The 2022 census reported the following language proficiency among Arva residents:
- English only: 96.2%
- Irish speakers: 28.5%
- Other languages: 3.8%

Of those who spoke Irish, a small percentage used it daily outside the education system.

==Events==
Each year the Arvagh Agricultural Show takes place in the town. The "3 Province Festival" also takes place here over 10 days from the last weekend in July until the first weekend in August. The festival includes music, theatre, comedy, art, competitions and other events.

==Transport==

===Bus===
Whartons Travel operate bus route 975 on behalf of the National Transport Authority.

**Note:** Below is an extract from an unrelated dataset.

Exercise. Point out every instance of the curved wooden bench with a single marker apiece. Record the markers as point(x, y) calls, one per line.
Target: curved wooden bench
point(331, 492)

It serves the town six times a day (not Sundays) providing services to Longford via Drumlish and Cavan. Bus Éireann route 465, (Carrigallen-Killashandra-Cavan) serves the town on Tuesday.

===Rail===
Arva Road railway station on the erstwhile Killashandra branch was the nearest station to Arvagh. Nowadays bus route 975 provides a link to Longford railway station.

==Angling==
The Arvagh area has numerous angling sites such as Garty Lough, Hollybank Lake, Gulladoo Lake, Guiniken Lake and Rockfield Lake. The Arvagh International Fishing Festival takes place in Arvagh every September.

==Sport==
Arva St Patrick's is the local Gaelic Athletic Association club.